やってみせ、言って聞かせて、させてみせ、ほめてやらねば、人は動かじ。
話し合い、耳を傾け、承認し、任せてやらねば、人は育たず。
やっている、姿を感謝で見守って、信頼せねば、人は実らず。

 第26、27代連合艦隊司令長官、山本五十六のこの言葉、特に最初の一文はあまりに有名である。人を動かし、人を育てる上での心理学のエッセンスがこの言葉に凝縮されている。

 この言葉に感銘を受けた経営者や管理職の方は少なくないだろう。しかし、感銘は受けてもこの言葉の内容を日々実践できているだろうか。実践できている人もいれば、実践できていないと反省する人もいるだろう。

 現場の人が育たず、結局、自分がほとんどの仕事をやらなければいけないので、いつまで経っても忙しさから抜け出せない。そう頭を抱える経営者や管理職の方からのご相談をよく受ける。

 私が受ける様々なご相談の中でも断トツに多いご相談である。その際に、この山本五十六の言葉を引用すると、「分かっちゃいるんですが、できていません」との答えがほとんどである。

人が育たないときの3つの選択肢

 なぜできていないのか、理由を聞くと、いろいろな理由が出てくる。

 どの理由も「なるほど」と思えるものであるし、気持ちもよく分かる。しかしどのような理由があれ、できていないことは事実である。

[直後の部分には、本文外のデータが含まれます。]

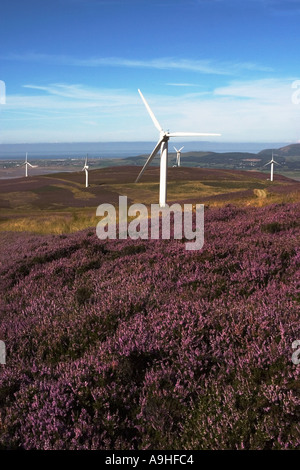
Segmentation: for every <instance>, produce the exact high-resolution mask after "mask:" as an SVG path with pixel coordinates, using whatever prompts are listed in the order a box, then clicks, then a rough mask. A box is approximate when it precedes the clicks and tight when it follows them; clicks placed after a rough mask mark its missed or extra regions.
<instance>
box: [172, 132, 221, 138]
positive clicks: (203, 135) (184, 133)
mask: <svg viewBox="0 0 300 470" xmlns="http://www.w3.org/2000/svg"><path fill="white" fill-rule="evenodd" d="M166 135H167V137H194V136H206V135H221V134H206V133H202V132H170V133H169V132H168V133H167V134H166Z"/></svg>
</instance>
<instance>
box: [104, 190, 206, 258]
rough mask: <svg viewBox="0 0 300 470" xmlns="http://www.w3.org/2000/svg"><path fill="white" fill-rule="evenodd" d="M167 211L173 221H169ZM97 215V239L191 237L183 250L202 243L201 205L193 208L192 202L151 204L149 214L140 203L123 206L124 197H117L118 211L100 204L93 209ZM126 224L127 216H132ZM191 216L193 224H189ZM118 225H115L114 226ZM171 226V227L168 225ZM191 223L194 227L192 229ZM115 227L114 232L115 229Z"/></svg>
mask: <svg viewBox="0 0 300 470" xmlns="http://www.w3.org/2000/svg"><path fill="white" fill-rule="evenodd" d="M171 213H172V214H173V219H174V223H173V224H171ZM96 216H97V217H102V219H101V220H100V222H99V223H98V224H97V227H96V233H97V236H98V238H100V239H101V240H105V239H107V238H110V239H117V238H118V239H120V240H126V239H127V238H131V239H132V240H137V239H142V240H148V239H151V240H158V239H160V238H161V239H163V240H170V239H171V238H174V239H175V240H182V239H183V238H184V239H186V240H194V241H193V242H192V241H190V242H186V247H185V248H186V250H201V248H202V247H203V245H204V205H203V204H196V209H195V211H193V205H192V204H184V205H183V209H182V207H181V205H180V204H172V205H171V206H169V205H168V204H166V206H165V207H163V208H162V207H160V206H159V205H158V204H151V213H150V214H149V213H148V209H147V207H146V206H145V205H144V204H132V205H131V206H129V207H128V206H127V197H126V196H119V208H118V213H117V211H116V208H115V207H114V206H113V205H112V204H100V206H98V208H97V211H96ZM132 217H133V220H130V222H129V223H128V218H132ZM117 219H118V223H117ZM193 219H194V221H195V223H194V224H193ZM117 225H118V227H117ZM171 226H172V228H171ZM193 226H194V227H195V229H194V230H193ZM117 228H118V231H117Z"/></svg>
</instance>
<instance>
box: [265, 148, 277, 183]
mask: <svg viewBox="0 0 300 470" xmlns="http://www.w3.org/2000/svg"><path fill="white" fill-rule="evenodd" d="M274 163H276V165H280V163H277V162H275V160H274V155H273V152H272V160H270V161H269V162H268V163H266V164H265V165H264V166H267V165H271V176H270V181H273V179H274Z"/></svg>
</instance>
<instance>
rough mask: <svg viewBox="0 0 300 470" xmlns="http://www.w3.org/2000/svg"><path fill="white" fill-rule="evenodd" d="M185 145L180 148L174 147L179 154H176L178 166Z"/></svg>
mask: <svg viewBox="0 0 300 470" xmlns="http://www.w3.org/2000/svg"><path fill="white" fill-rule="evenodd" d="M183 148H184V147H181V148H180V149H179V150H177V148H176V147H174V150H175V151H176V153H177V155H176V165H177V166H178V168H179V167H180V156H181V150H182V149H183Z"/></svg>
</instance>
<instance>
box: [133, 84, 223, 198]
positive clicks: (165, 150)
mask: <svg viewBox="0 0 300 470" xmlns="http://www.w3.org/2000/svg"><path fill="white" fill-rule="evenodd" d="M138 92H139V94H140V96H141V98H142V100H143V102H144V105H145V106H146V109H147V111H148V113H149V114H150V117H151V119H152V121H153V124H154V125H155V127H156V129H157V130H158V131H159V139H158V142H157V144H156V146H155V147H154V149H153V151H152V153H151V155H150V156H149V157H148V160H147V161H146V163H145V165H144V166H143V168H142V170H141V172H140V173H139V175H138V177H137V179H136V180H135V182H136V183H137V182H138V181H139V180H140V178H141V176H142V174H143V173H144V171H145V169H146V168H147V166H148V165H150V163H151V162H152V160H153V158H154V157H155V155H156V154H157V152H158V151H159V149H160V183H159V205H160V207H165V205H166V199H167V169H168V141H169V139H170V137H193V136H207V135H221V134H203V133H199V132H166V131H164V130H163V128H162V127H161V125H160V124H159V122H158V120H157V119H156V117H155V116H154V114H153V112H152V110H151V108H150V106H149V105H148V103H147V101H146V100H145V98H144V96H143V95H142V92H141V90H138Z"/></svg>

 この場合、3つの選択肢のいずれかを選択しなければならない。

(1)人を育てることをあきらめ、全て自分でやるようにする。
(2)今の現場の進め方を改め、人を育てることを最優先事項にする。
(3)自分がやっている仕事を任せられる即戦力となる人を新たに雇う。

 いずれを選ぶかの判断を行う上では、まずどういった働き方をしたいのかを自らの中で明確にすることが必要になる。